Waar eenvoudige maar degelijke taal begrepen wordt, en waar de leerling in staat is een opstel, vooral in briefstijl (wijl die hem in den regel het meest te pas komt) in goeden vorm terneêr te stellen, daar, meenen wij, heeft de lagere school een goed fundament gelegd, waarop enkelen kunnen voortbouwen, en waardoor de meesten genoegzaam zijn in staat gesteld, om aan de gewone eischen van het dagelijksch leven te beantwoorden.
Men wijde zijne zorgen niet alleen aan het doorgronden onzer taal, maar geve ook acht op den vorm. Het kleed maakt den man - niet. Een goede vorm maakt ook de taal - niet. Doch evenals een gepast kleed den man versiert, is de vorm, de zuiverheid der taal, een niet te versmaden sieraad voor de juiste uitdrukking der gedachten.
Nisse.
J. Kousemaker Pz.
| |
| |
| |
Naschrift.
Het is me een genoegen in dezen negentienden jaargang een artikel te plaatsen van den heer Kousemaker, van wiens hand ook reeds in den eersten jaargang stukken voorkwamen. Hij blijft de praktische man, die degelijke kennis wil, oordeelkundig onderwijs en vooral een onderwijs, waarbij de leerling zich rekenschap leert geven, van hetgeen hij doet, maar dat alles onder de vaak vergeten leuze: de school is voor de wetenschap, maar de wetenschap is niet voor de school.

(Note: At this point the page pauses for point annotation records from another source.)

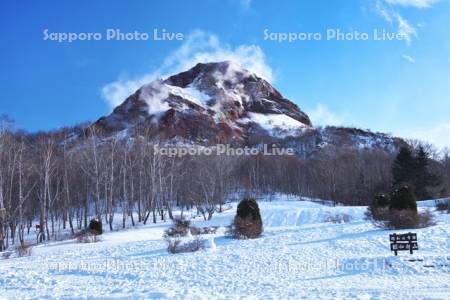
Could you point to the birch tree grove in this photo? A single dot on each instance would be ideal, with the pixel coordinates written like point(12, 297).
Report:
point(53, 183)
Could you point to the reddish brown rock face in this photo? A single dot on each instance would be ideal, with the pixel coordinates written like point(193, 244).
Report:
point(209, 103)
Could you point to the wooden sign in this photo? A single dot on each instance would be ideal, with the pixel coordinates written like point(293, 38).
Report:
point(404, 242)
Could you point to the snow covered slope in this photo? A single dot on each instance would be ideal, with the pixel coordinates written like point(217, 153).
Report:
point(212, 102)
point(301, 254)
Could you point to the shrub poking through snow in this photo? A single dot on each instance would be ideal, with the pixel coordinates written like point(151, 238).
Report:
point(401, 213)
point(179, 245)
point(87, 236)
point(95, 226)
point(338, 218)
point(403, 198)
point(182, 237)
point(248, 223)
point(23, 250)
point(382, 200)
point(180, 227)
point(443, 207)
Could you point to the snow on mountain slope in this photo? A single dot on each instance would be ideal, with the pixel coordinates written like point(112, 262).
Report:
point(208, 102)
point(300, 255)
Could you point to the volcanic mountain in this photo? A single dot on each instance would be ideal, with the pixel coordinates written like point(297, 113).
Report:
point(223, 103)
point(210, 103)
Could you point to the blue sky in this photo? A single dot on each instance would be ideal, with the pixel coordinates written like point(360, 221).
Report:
point(400, 87)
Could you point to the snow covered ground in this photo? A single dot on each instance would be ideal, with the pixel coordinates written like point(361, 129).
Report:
point(300, 255)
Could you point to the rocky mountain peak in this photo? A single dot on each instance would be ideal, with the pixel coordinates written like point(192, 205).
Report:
point(210, 103)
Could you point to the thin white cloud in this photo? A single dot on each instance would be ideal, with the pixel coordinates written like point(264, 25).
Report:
point(197, 47)
point(322, 116)
point(386, 9)
point(438, 135)
point(405, 29)
point(412, 3)
point(408, 58)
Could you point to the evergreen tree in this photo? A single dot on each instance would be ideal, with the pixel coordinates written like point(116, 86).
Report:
point(248, 222)
point(403, 198)
point(404, 168)
point(423, 178)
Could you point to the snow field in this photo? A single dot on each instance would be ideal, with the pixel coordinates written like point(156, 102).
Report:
point(299, 256)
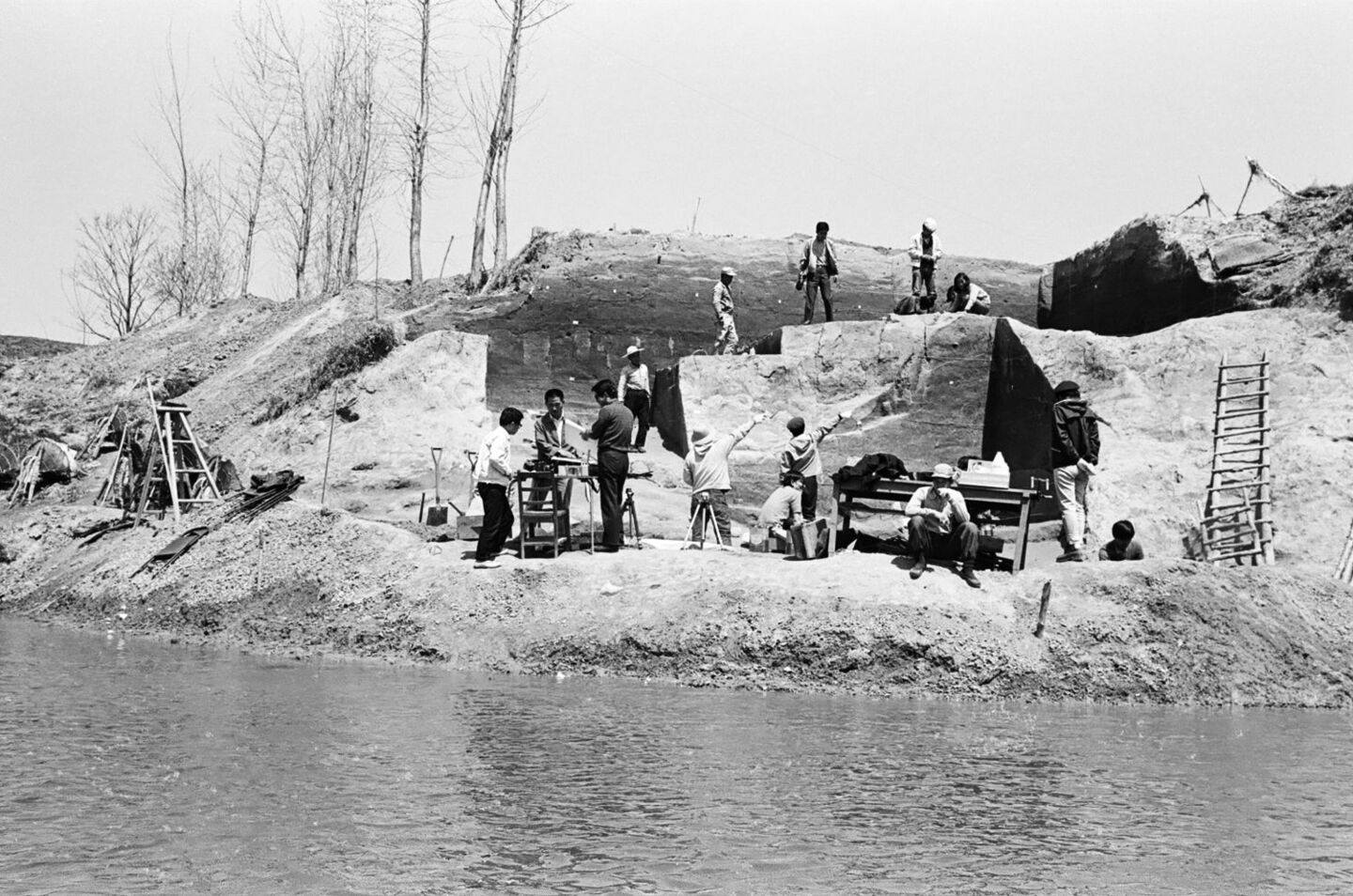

Dat een leerling der lagere school een eenvoudig boek kan verstaan en een dragelijken brief kan schrijven, mag toch stellig tot de bereikbare eischen gerekend worden, en toch, het is maar een treurig percentage, dat het zoover brengt.
Hoe dat in hoofdzaak komt, is slechts ten deele boven aangegeven; ik wensch er aan toe te voegen: de leerlingen leeren niet genoeg opmerken. Dat geldt van allen, die Nederlandsche taal of vreemde talen beoefenen, en onder de Hoofden van Scholen en Leeraren heb ik ze ontmoet, die volstrekt niet begrepen, dat men eene taal vooral moet leeren door die taal te hooren en te lezen. Wie geleerd heeft, hoe hij lezen moet (en dat zijn er zoo bitter weinig) die zal allerlei woorden, woordvormen en zinswendingen onthouden, spelling en zinsbouw opmerken en onwillekeurig in zijn spreken en schrijven de schoone voorbeelden navolgen, die hem zijn voorgekomen. Vraag een jongen, die goed onderwijs gehad heeft in de Natuurlijke Historie naar de magen van een koe, de tandformule van een paard of de bloedsomloop van de meikever desnoods, hij zal het zonder haperen zeggen, hij zal het zelfs teekenen, hij weet het zeker, want hij heeft het zelf gezien, maar de meeste leerlingen, die taal of talen leeren, hebben alles van hooren zeggen en ze weten het daarom niet, maar ze moeten het zich herinneren, d.i. ze moeten hun hersens pijnigen om zich de zwarte letters te binnen te brengen, op het witte papier van hun lesseboek.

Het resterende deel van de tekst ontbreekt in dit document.